I’m not the first person to think this. The famous (and controversial) theologian Karl Barth also pushed these ideas. Barth pushed that the real problem of homosexuality is that it is trying to create a form of human relationship that doesn’t fully represent the image of God — that homosexuality is too self-sufficient and does not try to know the differences of the other sex.

I tried looking for a good quote of Barth concerning this topic, but he is not known as a “quotable theologian.” But I think this is a helpful approach for gay/SSA men: we need to seek the full image of God in our relationships, not solely focusing on men and masculinity.

In summary, this new approach to masculinity teaches me two things: stereotypes do not matter, and I must develop healthy relationships with women to represent God’s complete image.

What have been some of your struggles with masculinity or fitting into masculine stereotypes? Do you feel an “imbalance” of sorts in your relationships with men and women? How else do we form a healthier new masculine narrative?

About the Author

  • So, I posted this comment in the previous blog, but I feel it is perfect for this particular topic.

    I’ve always been more comfortable around women and preferred women as friends. I only have two younger sisters and I’ve been very close with my mom (who passed) and grandma. My dad passed at a young age, but I know I would’ve been super close to him. However, without him, I’ve never bonded with men like that. Although I’m a guy myself (albeit a gay one), men just feel like alien creatures or different species to me. I don’t feel any kinship with men, other than in a romantic sense with men who I find attractive.

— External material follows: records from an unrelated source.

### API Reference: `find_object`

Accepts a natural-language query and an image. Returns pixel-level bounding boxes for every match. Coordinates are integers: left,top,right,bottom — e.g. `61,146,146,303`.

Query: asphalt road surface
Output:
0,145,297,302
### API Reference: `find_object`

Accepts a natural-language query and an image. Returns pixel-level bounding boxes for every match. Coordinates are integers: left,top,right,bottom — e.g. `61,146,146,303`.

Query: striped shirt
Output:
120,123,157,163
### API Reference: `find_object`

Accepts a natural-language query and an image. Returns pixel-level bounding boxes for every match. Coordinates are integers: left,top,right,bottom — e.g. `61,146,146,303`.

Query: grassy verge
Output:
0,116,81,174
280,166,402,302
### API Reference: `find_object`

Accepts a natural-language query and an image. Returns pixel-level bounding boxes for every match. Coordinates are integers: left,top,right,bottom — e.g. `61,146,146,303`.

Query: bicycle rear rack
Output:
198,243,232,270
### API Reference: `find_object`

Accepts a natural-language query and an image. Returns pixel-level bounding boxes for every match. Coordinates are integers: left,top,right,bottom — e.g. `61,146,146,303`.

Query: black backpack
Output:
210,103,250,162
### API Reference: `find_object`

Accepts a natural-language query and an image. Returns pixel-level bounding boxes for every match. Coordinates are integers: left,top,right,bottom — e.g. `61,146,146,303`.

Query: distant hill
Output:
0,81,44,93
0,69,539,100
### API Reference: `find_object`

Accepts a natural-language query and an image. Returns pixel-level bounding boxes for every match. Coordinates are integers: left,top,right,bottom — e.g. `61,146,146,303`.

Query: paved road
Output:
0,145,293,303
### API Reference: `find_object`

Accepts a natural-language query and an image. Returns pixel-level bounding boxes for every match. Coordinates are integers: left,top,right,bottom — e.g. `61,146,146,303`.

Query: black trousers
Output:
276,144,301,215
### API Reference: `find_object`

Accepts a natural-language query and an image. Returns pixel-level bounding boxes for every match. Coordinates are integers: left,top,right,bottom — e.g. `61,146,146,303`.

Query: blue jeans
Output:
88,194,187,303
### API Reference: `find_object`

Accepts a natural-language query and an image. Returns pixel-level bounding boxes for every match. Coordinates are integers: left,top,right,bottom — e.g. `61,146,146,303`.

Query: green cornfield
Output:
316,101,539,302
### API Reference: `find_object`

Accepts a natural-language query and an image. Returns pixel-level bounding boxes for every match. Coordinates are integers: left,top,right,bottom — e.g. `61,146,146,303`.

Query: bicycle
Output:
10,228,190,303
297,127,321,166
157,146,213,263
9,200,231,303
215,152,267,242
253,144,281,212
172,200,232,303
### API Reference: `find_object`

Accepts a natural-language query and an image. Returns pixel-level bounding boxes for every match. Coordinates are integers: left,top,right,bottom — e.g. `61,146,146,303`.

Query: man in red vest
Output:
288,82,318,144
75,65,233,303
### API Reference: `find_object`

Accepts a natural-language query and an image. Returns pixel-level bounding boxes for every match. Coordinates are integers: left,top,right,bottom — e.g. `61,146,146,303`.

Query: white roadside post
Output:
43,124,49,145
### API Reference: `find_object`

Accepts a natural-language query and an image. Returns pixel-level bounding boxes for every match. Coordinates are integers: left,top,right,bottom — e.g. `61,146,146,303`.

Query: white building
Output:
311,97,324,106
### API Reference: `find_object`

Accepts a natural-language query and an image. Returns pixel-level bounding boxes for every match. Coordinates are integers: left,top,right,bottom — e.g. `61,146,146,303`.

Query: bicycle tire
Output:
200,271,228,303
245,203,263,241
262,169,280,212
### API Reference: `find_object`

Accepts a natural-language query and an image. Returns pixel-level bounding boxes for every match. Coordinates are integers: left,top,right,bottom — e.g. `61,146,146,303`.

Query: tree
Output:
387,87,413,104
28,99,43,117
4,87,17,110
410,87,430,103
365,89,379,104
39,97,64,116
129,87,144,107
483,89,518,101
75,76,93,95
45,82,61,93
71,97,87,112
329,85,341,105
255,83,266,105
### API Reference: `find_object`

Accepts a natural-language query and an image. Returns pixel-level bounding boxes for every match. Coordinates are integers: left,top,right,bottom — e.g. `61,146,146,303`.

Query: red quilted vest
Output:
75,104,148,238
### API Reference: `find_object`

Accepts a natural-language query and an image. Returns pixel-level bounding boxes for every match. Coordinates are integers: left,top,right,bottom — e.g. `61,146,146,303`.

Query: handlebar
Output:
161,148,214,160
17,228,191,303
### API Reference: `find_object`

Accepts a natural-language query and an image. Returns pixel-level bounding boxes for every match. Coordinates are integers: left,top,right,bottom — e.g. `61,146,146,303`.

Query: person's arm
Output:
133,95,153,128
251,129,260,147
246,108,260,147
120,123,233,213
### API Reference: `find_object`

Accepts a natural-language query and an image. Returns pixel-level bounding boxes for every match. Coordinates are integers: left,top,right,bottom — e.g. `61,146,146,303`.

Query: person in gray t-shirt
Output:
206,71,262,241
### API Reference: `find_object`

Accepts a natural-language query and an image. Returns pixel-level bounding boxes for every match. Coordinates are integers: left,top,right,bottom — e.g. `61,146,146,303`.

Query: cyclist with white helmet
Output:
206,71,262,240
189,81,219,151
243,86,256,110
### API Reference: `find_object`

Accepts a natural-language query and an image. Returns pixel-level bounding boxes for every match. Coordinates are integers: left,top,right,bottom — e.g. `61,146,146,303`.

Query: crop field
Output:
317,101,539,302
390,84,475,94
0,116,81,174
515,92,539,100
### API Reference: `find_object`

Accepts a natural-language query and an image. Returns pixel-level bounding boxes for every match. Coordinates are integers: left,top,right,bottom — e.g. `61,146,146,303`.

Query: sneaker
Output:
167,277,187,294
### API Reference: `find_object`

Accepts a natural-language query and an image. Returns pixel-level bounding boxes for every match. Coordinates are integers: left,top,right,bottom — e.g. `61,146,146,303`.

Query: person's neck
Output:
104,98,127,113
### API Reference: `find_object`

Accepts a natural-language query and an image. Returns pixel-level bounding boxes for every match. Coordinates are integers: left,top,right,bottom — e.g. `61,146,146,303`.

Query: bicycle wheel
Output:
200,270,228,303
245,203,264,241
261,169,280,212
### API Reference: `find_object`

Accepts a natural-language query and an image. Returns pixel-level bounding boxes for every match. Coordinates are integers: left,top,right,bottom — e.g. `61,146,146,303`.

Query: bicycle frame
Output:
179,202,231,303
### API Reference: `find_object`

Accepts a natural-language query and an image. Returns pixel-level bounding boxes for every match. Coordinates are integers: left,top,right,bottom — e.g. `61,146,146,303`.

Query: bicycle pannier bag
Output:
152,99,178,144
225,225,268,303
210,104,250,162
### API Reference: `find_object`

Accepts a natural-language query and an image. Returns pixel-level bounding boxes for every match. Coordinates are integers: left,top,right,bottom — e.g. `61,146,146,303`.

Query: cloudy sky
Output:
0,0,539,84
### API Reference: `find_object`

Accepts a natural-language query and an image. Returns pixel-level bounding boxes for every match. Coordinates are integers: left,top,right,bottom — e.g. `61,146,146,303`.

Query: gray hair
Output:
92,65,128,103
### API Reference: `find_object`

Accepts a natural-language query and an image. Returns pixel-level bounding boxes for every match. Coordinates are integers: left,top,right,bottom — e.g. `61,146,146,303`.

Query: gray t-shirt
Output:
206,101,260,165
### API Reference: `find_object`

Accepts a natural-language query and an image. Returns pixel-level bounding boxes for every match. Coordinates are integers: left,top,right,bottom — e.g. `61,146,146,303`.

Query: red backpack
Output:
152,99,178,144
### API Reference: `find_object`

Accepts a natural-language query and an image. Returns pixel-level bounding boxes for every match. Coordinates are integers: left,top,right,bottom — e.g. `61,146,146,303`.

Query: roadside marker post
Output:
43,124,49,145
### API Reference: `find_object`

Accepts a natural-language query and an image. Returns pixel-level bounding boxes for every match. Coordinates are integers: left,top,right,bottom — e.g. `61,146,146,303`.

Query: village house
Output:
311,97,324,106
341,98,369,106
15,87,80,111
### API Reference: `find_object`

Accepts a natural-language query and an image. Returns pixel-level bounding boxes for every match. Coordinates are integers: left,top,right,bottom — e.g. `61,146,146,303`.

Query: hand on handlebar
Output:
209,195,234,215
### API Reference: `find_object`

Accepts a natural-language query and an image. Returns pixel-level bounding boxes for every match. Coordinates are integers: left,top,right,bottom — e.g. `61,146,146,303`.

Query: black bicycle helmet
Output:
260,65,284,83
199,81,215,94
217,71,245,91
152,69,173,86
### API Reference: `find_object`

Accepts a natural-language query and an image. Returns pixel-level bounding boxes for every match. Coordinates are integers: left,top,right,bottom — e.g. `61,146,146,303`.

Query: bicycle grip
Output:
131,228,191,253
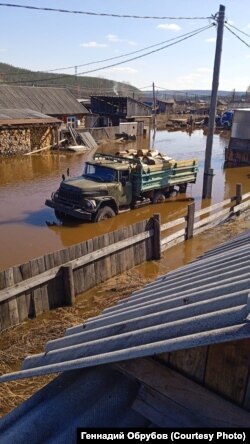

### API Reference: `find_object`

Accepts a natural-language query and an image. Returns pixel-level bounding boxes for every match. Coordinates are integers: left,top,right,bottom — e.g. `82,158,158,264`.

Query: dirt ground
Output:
0,212,250,416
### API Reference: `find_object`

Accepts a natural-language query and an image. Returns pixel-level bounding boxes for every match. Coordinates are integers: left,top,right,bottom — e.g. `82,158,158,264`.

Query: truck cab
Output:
45,156,135,222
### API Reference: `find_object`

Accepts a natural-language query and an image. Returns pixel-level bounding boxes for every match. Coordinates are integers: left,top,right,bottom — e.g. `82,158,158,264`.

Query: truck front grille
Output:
58,188,81,205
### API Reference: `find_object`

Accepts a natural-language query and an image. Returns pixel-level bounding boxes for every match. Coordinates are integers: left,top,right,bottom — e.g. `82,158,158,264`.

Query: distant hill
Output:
0,63,140,99
145,89,246,99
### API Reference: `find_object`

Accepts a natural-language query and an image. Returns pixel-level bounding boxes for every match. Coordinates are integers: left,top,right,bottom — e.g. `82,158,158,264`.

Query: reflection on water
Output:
0,130,250,269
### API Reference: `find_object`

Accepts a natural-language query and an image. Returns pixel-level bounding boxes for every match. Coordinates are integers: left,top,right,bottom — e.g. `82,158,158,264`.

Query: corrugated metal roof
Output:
0,85,89,115
0,231,250,381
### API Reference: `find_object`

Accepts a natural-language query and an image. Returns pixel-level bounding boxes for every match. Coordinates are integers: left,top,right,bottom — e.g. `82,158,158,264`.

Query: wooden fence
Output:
0,185,250,331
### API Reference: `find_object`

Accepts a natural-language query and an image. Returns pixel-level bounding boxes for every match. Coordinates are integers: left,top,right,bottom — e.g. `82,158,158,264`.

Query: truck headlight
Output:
83,199,96,210
51,191,59,199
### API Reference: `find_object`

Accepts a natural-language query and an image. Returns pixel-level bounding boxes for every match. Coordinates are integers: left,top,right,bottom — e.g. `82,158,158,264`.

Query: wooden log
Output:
153,214,161,260
24,145,54,156
61,265,75,306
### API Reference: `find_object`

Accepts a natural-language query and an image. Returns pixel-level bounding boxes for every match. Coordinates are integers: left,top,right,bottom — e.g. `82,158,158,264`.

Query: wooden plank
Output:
233,201,250,213
194,216,234,236
243,374,250,411
115,358,250,427
161,217,187,231
205,339,250,406
132,385,206,430
30,259,43,316
169,347,208,384
161,234,186,251
195,196,235,218
161,228,186,247
242,193,250,200
194,208,232,229
8,298,20,325
0,301,11,330
186,202,195,240
61,265,75,306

    And, unless I am romantically, emotionally or physically/aesthetically attracted to a guy, I don’t really associate with men, to be honest, except for other gay guys. I have to have some sort of attraction to a man, otherwise, I don’t really have any reason to associate or socialize with them. I don’t have anything in common with most straight men; typical interests of most men include sports, cars, girls, fishing or hunting, etc., none of which I have any inkling of an interest in, and I’m also not one to ever use phrases like “bro, dude, man, etc.” Truth be told, other than simple anatomy, I’ve always felt I’ve had more in common with women. I feel that’s somewhat common among certain populations of gay guys, but certainly not all. Anyway, that’s my mini spiel for now.

    • Thanks for your comments! Very helpful in my own struggle to understand and be more authentic to myself. It’s a challenge.

  • Wow, Will. How often I’ve struggled to “become” more masculine rather than simply trust that I already am, by default. I see this chase for masculinity across the span of my life, always wanting to be more athletic, more strong, more financially set, less emotional, etc. I’ve found a lot of growth in pursuing some combination of those things, but I also need to learn to rest in my “already masculinity.” And I definitely need more females in my life! It’s funny how I used to have only female friends for years and years and years, and now the scales have tilted entirely the other direction thanks to YOB. I’m grateful to have so many amazing men in my life now, but I’ve long felt that I need to start befriending more females again. A personally challenging point to close this post!

  • I love this, Will! Thanks for sharing, brother. Great thoughts and new ways of thinking about them for me!